This image was lost some time after publication, but you can still view it here.

A few days ago, we wrote about hardware that "demagnetizes vinyl and cds" to make them sound better. Utter bullshit, but the surprise was that CES had given it an award. What does a CES Award mean?


Just as we were wondering that, Chris Null over at Yahoo Tech writes about a 2005 winner that doesn't even exist.

The "Atom Chip" laptop allegedly featured several terabytes of "quantum RAM" and a 6.8GHz "quantum CPU." None of that stuff actually exists...One would especially expect CES's panel of experts to know the difference between reality and utter B.S. As an aside, I actually went looking for booth 36604 myself, which appeared not to exist at all. I mean, if a completely made-up product can win an award, you have to wonder...

This morning, I get an unrelated email from Sean Captain, one of the most knowledgeable freelancers around, wondering about all the press releases flying into his inbox with the claim that certain gadgets are CES "Honorees."

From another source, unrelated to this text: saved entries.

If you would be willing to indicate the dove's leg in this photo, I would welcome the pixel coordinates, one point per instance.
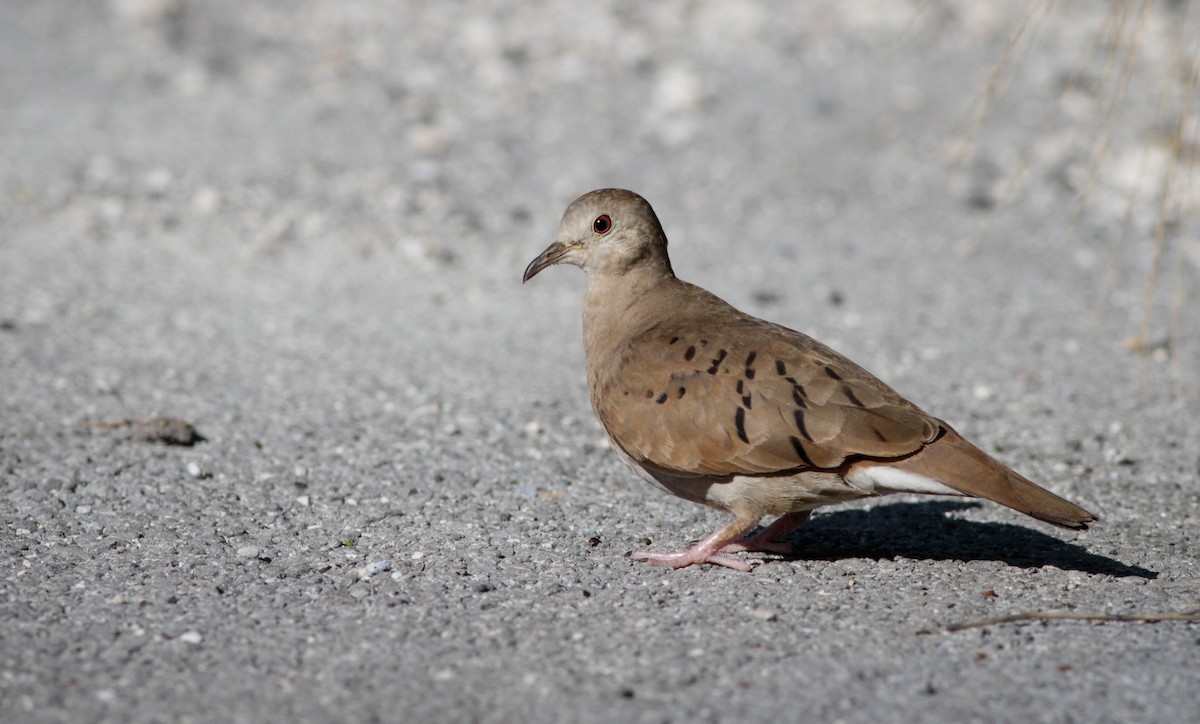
(766, 539)
(707, 550)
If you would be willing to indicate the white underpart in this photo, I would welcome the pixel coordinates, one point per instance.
(879, 479)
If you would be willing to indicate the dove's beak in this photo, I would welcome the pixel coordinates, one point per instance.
(553, 255)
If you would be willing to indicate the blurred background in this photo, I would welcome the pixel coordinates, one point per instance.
(300, 226)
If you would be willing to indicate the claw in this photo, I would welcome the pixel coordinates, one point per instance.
(690, 557)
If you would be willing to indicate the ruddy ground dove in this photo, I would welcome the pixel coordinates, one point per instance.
(744, 416)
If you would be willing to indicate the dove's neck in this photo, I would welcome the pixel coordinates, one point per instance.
(617, 309)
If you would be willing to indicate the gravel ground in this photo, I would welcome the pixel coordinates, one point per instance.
(283, 438)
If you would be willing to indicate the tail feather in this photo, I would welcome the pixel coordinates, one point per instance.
(958, 464)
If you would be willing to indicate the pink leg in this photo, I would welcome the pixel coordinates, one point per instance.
(706, 551)
(765, 540)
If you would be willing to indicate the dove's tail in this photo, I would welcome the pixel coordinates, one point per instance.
(965, 470)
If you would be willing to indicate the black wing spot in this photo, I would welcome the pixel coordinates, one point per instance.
(801, 452)
(850, 394)
(802, 426)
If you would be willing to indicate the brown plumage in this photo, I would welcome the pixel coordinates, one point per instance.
(749, 417)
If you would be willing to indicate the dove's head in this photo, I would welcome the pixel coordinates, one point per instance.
(606, 232)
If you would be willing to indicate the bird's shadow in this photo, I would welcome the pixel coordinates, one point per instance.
(924, 531)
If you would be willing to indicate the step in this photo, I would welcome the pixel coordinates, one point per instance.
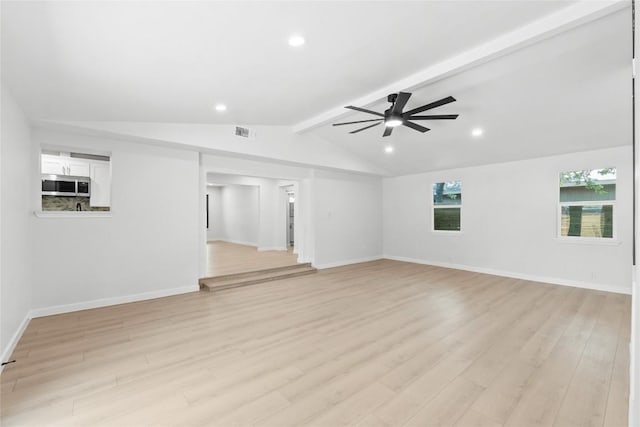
(229, 281)
(254, 273)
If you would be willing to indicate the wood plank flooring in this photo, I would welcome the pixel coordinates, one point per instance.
(230, 258)
(380, 344)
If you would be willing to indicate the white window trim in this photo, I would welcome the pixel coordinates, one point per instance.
(587, 240)
(433, 217)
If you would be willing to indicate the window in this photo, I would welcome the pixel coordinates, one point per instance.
(75, 181)
(447, 205)
(587, 202)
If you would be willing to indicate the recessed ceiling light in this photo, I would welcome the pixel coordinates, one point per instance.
(477, 132)
(393, 123)
(296, 41)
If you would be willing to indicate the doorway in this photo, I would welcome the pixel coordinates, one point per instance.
(291, 200)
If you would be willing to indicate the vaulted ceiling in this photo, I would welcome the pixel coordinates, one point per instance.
(172, 62)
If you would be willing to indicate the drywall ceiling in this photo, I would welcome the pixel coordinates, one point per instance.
(153, 61)
(166, 63)
(565, 94)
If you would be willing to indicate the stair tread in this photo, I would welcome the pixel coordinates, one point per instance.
(233, 281)
(256, 272)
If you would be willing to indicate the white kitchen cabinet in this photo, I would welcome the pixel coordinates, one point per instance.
(52, 165)
(100, 184)
(59, 165)
(79, 167)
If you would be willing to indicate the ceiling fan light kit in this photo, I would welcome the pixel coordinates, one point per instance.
(394, 116)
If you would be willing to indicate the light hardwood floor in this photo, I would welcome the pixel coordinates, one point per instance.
(383, 343)
(230, 258)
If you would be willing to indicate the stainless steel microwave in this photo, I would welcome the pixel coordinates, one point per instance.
(66, 185)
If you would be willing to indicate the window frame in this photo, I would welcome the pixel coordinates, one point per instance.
(583, 239)
(434, 207)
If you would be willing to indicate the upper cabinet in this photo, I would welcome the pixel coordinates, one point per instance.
(100, 184)
(98, 168)
(59, 165)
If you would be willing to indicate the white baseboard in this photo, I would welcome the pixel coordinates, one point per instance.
(68, 308)
(347, 262)
(271, 248)
(515, 275)
(238, 242)
(6, 354)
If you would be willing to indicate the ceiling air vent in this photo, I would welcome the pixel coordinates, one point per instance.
(244, 132)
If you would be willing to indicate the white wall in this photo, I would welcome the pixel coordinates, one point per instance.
(509, 219)
(347, 217)
(216, 225)
(240, 209)
(16, 159)
(148, 247)
(634, 371)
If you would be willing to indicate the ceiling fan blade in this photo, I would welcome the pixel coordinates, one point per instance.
(415, 126)
(364, 110)
(365, 128)
(359, 121)
(401, 101)
(434, 117)
(426, 107)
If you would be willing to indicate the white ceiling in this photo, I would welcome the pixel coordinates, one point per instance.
(566, 94)
(170, 61)
(173, 61)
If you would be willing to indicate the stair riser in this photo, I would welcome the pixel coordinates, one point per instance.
(250, 274)
(255, 282)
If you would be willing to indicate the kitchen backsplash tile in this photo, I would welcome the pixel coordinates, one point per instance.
(62, 203)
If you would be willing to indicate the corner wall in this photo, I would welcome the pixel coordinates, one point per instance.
(509, 222)
(347, 217)
(147, 248)
(16, 159)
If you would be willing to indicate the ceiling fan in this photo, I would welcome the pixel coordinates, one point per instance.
(394, 116)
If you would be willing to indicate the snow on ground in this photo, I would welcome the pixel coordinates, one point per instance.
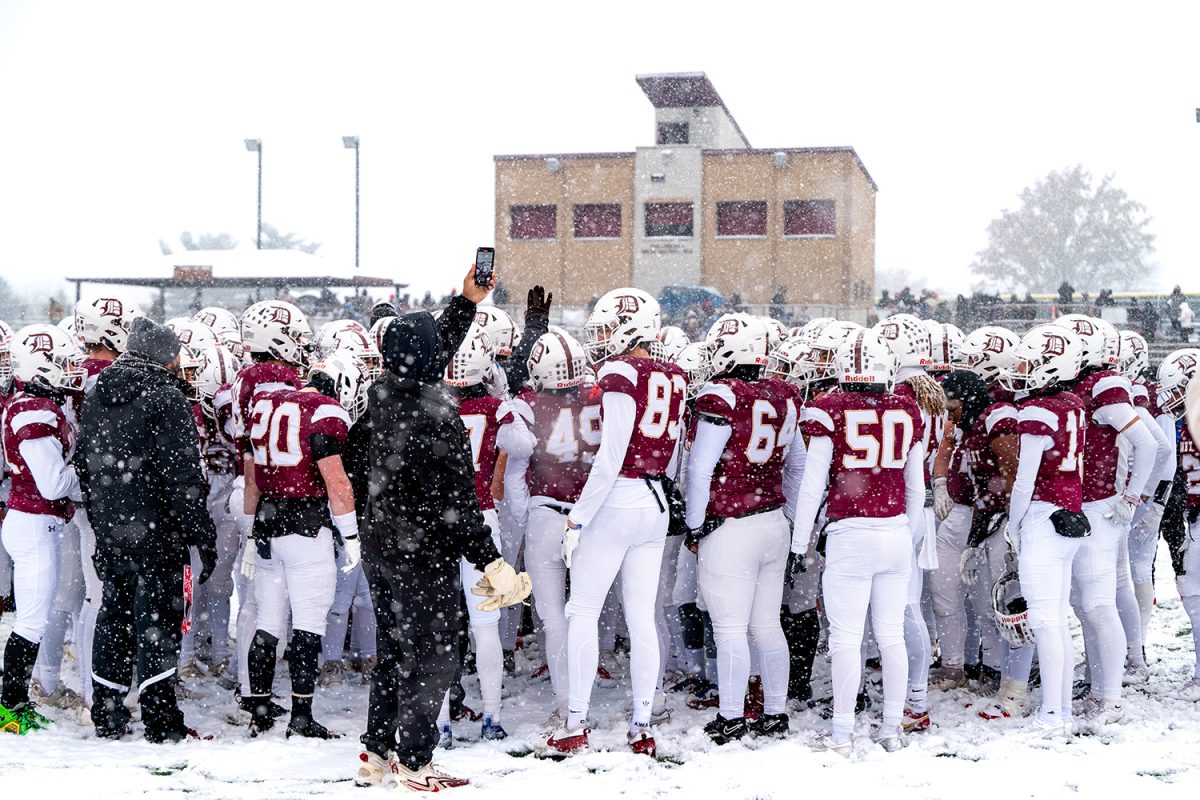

Apparently, the CES awards are chosen with only a company-submitted doc and a photo. And the fee for applying can be up to $970. Furthermore, anyone who submits an application can be called an honoree. So, the bottom line is that the CES Awards are selected by people who don't know tech, and the honoree tag is a bunch of bullshit. Be wary as you buy. The CEA CES awards have officially been taken down a notch.